Мы с тобой под чужим одеялом: ворсистый плед на кровати твоей мамы, который укрывает нас от всего мира, пока ее нет дома неделю или две; пуховая накидка в +20 в комплекте с обезвоживанием, двумя спящими друзьями и забавной случайностью; накидка из
прошлой зависимости, что аккуратно укрывает меня от тебя, и из незабытой любви, висящей на тебе незаметным, но таким тяжелым грузом.
То ли это мои любимые шипы, защищающие душу от мира, которые ты принял за "панцирь", то ли пронизанные любовью к одиночеству клетки, но я все ещё неохотно меняюсь. Хотя, быть может, возможно, едва ли, есть вероятность, что я поминутно теперь смотрю, чтобы на мое лицо не упала маска - явление, ранее не волновавшее.
Я ни за что не стану горевать из-за того, что ты меня любишь, но я играю нечестно, и это делает мои походы в ванну с выраженным "бля-ять" чаще.
Ты ненавидишь громкие слова, но я услышала уже много: от впечатанного в сознание момента из фильма, где я с расширенными глазами и нервной
улыбкой смотрела в камеру после спонтанного монолога с твоей стороны "Я люблю тебя. Я всегда буду рядом. Зови меня в час, три, пять утра. Я приду, приеду, приползу, пробьюсь к тебе, чтобы помочь" до "У тебя всегда есть дом. Ты всегда можешь сюда вернуться", тепло сказанного со вручением объятий и медальки на удачу.
Ты смотришь своими удивительными глазами, в которых будто смешали мед с голубым пигментом и пустили лучи солнца сквозь, прямо на меня, чуть изгибая рот и мягко говоришь о любви, чтобы я увидела, что мы в безопасном гнезде, сплетенном из наших слов и поступков (конечно же, те его участки, за которые была ответственна я, зияют дырами. твои же - могут обвить до того, что не шевельнешься), а затем тянешься губами к моим, нежно трогая лицо. Я долго ношу на шее подвеску с найденным на помойке ключом; кто-то говорит, что это ключ от моего сердца. Я киваю и решаю, пусть так - спонтанно снимаю его и вешаю тебе, говоря "это широкий жест", а ты носишь, хотя я лучше всех знаю, какая это морока носить кучу украшений на шее.

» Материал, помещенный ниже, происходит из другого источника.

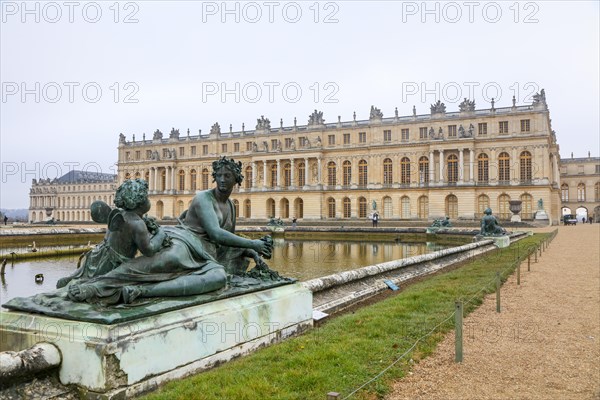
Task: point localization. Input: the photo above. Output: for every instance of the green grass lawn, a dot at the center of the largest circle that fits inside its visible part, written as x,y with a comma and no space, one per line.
351,349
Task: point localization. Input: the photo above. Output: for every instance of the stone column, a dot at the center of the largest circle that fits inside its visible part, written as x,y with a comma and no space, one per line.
461,166
441,180
264,173
471,165
319,182
278,173
431,167
306,171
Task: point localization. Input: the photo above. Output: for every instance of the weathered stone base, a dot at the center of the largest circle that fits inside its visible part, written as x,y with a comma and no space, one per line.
129,358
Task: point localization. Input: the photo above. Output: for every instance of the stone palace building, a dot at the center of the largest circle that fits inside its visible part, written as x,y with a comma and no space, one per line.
415,167
68,198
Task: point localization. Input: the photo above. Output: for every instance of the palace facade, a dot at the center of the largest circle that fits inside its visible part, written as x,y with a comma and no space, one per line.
69,197
580,186
415,167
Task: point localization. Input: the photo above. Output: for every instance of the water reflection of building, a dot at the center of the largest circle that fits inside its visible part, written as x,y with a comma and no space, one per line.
69,197
413,167
580,186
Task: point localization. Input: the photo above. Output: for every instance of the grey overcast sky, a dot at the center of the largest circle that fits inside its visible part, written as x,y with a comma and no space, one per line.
76,74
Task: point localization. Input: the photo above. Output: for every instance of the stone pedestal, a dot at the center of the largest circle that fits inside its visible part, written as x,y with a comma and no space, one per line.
128,358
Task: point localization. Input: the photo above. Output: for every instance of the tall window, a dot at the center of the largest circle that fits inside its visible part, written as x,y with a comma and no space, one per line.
194,183
285,208
404,133
405,170
451,130
287,174
331,174
581,192
362,207
452,168
236,207
248,177
503,207
405,207
299,206
387,172
483,168
482,128
503,167
301,174
423,170
483,202
564,191
273,175
205,179
452,206
331,207
387,207
526,206
423,207
525,163
181,179
270,208
387,135
347,172
247,209
362,173
347,208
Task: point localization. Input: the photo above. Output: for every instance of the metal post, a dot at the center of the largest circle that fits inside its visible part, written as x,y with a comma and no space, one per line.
458,340
497,291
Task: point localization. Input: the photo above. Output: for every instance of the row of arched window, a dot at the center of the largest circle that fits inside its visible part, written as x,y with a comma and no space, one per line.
347,208
407,172
581,196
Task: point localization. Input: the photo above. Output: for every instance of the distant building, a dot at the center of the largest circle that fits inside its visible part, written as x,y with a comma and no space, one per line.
69,197
580,186
415,167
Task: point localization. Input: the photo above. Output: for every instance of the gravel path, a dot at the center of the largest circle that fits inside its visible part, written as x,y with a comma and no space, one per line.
545,344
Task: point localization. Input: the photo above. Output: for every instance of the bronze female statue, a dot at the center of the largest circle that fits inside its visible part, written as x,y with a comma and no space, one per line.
203,249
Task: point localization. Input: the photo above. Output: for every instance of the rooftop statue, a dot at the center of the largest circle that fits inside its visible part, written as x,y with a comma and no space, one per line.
263,123
490,225
316,118
375,113
466,105
203,251
438,107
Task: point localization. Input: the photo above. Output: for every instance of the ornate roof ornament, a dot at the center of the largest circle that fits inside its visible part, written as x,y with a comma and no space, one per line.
263,124
316,118
438,107
215,129
375,113
466,105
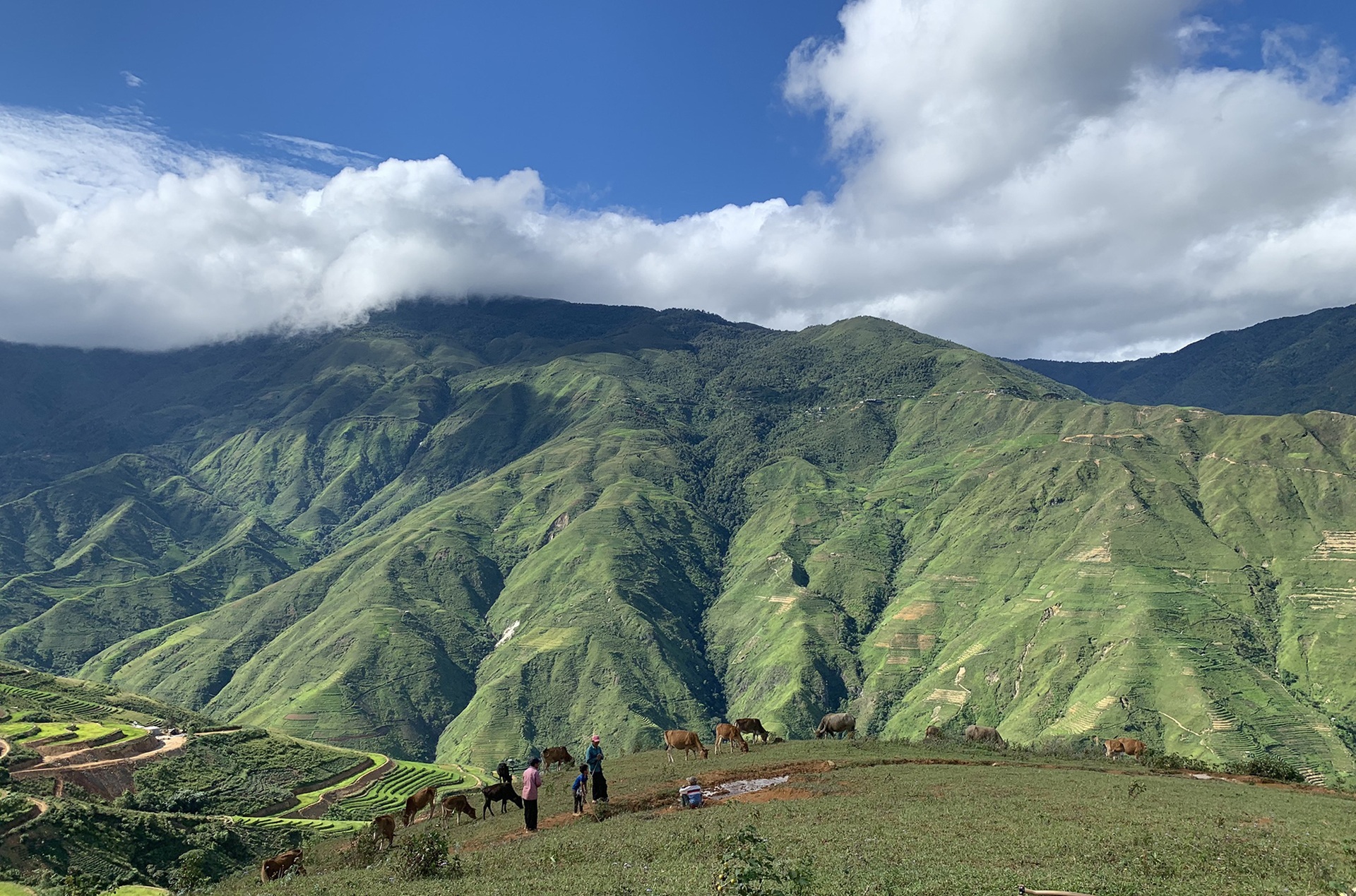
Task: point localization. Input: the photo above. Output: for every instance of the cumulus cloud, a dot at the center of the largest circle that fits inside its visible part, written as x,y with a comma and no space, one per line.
1043,178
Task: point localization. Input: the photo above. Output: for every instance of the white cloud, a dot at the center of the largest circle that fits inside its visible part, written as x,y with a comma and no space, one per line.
1028,177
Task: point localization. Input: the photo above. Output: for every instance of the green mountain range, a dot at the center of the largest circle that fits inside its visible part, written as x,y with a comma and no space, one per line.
1279,366
461,530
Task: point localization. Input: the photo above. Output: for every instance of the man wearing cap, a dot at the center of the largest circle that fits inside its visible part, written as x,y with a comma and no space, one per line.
594,760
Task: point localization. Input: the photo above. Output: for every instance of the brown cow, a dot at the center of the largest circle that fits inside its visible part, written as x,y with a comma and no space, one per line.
418,800
458,806
985,734
280,865
753,727
551,755
1127,746
730,734
685,741
384,828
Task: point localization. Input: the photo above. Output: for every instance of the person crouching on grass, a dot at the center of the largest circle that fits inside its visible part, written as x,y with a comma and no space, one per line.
581,789
530,781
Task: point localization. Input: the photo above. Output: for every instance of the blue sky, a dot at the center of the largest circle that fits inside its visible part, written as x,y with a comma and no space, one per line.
667,109
1028,177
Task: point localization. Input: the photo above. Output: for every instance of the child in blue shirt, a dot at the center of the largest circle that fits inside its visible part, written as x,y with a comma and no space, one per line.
581,788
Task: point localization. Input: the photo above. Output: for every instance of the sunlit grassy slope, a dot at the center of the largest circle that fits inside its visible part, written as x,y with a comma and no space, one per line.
461,530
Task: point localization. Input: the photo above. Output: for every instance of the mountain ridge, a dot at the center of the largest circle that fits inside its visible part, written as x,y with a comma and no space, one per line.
1288,365
494,529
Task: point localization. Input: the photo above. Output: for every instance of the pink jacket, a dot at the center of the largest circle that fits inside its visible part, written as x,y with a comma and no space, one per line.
530,781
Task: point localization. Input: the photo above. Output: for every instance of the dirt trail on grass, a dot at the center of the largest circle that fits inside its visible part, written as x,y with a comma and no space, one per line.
103,777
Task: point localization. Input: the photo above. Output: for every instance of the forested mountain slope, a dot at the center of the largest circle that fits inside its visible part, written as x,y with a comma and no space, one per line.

Ты не перестаешь искать меня по кровати, чтобы обнять и прижаться во сне, всю ночь и утро. Я расцеловываю все твое лицо. Ты кормишь меня и заботишься о физическом самочувствии. Я по сто раз на дню беру тебя за руку. Ты говоришь: "Это мое лучшее утро за последние полгода". Я говорю: "У тебя очень красивое лицо". Ты состоишь из любви. Я - сплошная жажда. Ты раскрыл мне грудную клетку, отодвинул все ребра, словно руки в объятия вытянул, и показал свое неутомимо бьющееся сердце ярко-красного цвета. Я смотрю на это с благоговением, которое ты не в состоянии прочитать в темных зрачках, и рассказываю секреты, хранимые годами, не зная, понимаешь ли ты: они - все, что у меня есть. Ты хочешь стать кем-то. Я уже являюсь той, что мечтает умереть на берегу и сжечь роговицу, смотря на солнце. Ты лишаешь меня девственности. Я лишаю тебя возможности не любить меня всем и вся. Ты хочешь часами валяться вместе в постели. Я хочу ходить с тобой по незнакомым трассам. Ты понимаешь. Я - не очень. Ты заботишься. Я тоже. Ты любишь. А я по-другому.
Это любовь. Любовь, которой много лет. Любовь без названия и срока. Настоящая, оттого не менее ужасающая, а даже - более.